# Starvation res tips?



## torowy (Jun 19, 2008)

Heading up there this weekend with some scouts. Figured we might as well try and fish while we are there.

We will just be casting from the bank.

I have never fished starvation before, so any tips for that res would be appreciated.


----------



## lifes short (Sep 11, 2013)

People do very well under the highway 40 bridge with power bait for trout. West shore


----------



## sawsman (Sep 13, 2007)

Worms&#8230; They may entice all the species in there a bit better. Put 'em under a bobber to keep the crawdads off them and have them casts somewhat close to shore.

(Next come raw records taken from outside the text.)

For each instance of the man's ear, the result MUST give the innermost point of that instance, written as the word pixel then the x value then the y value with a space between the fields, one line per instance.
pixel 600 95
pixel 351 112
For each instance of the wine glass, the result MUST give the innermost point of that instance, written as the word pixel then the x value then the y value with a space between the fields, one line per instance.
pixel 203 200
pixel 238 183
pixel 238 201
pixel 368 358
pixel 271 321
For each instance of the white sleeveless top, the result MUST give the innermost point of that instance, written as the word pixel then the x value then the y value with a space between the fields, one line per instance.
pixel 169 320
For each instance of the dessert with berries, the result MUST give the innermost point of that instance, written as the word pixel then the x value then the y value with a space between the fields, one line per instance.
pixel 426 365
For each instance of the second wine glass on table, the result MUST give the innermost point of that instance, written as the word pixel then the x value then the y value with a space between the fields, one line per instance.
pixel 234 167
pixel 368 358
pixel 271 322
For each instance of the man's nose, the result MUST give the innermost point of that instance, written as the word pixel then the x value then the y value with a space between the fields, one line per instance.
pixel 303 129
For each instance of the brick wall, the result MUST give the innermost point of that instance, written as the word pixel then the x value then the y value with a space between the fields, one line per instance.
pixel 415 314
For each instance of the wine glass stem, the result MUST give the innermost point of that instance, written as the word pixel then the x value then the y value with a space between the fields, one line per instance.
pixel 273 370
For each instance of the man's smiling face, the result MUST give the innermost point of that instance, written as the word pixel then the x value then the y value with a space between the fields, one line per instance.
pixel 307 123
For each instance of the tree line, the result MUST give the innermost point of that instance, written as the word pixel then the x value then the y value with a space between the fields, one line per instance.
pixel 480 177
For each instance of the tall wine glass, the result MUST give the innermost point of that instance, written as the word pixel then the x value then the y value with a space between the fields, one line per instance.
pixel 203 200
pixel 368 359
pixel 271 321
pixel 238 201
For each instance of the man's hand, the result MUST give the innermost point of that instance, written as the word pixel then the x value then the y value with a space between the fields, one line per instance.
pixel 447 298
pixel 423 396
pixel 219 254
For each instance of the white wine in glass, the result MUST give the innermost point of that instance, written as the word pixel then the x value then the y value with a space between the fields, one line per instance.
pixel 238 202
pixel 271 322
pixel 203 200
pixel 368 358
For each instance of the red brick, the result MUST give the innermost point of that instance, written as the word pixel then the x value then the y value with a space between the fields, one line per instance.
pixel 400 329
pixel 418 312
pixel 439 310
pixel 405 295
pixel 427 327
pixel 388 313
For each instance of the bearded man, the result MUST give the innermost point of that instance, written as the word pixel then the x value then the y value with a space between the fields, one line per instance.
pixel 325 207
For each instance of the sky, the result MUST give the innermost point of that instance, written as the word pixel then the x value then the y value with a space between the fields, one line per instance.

_Friendly reminder: make sure those young-uns licenses are current._


----------



## torowy (Jun 19, 2008)

Thanks for the tips. 

sawsman, if you are with scouts, they don't need licences until they are 14. You just have to print off a sheet from the dwr. wildlife.utah.gov/youth-org


----------



## Shep (Sep 21, 2007)

torowy said:


> Thanks for the tips.
> 
> sawsman, if you are with scouts, they don't need licences until they are 14. You just have to print off a sheet from the dwr. wildlife.utah.gov/youth-org


I took our scouts up to Scofield this winter for some ice fishing and had this all filled out (saved us a lot of money because we have a large group of boys under 14). The DWR officer checked us while there, and mentioned that he was pretty happy to see that many boys show up and he gave us a few tips while there on what to use. Definitely a great tool by the DWR to get these younger kids out fishing. I just wish that it was valid for scout groups older than 14 as well. I have 35 scouts between the ages of 12-18.

We also fished up at Starvation last year, but that was in mid-February when there was still some ice, but we caught a few rainbows with jigs tipped w/ worms near the bridge mentioned earlier.


----------



## Dunkem (May 8, 2012)

Anyone have a map of Starvy roads around the res? thanks Brad


----------



## sawsman (Sep 13, 2007)

torowy said:


> sawsman, if you are with scouts, they don't need licences until they are 14. You just have to print off a sheet from the dwr. wildlife.utah.gov/youth-org


Nice, I didn't know that.

Good luck!


----------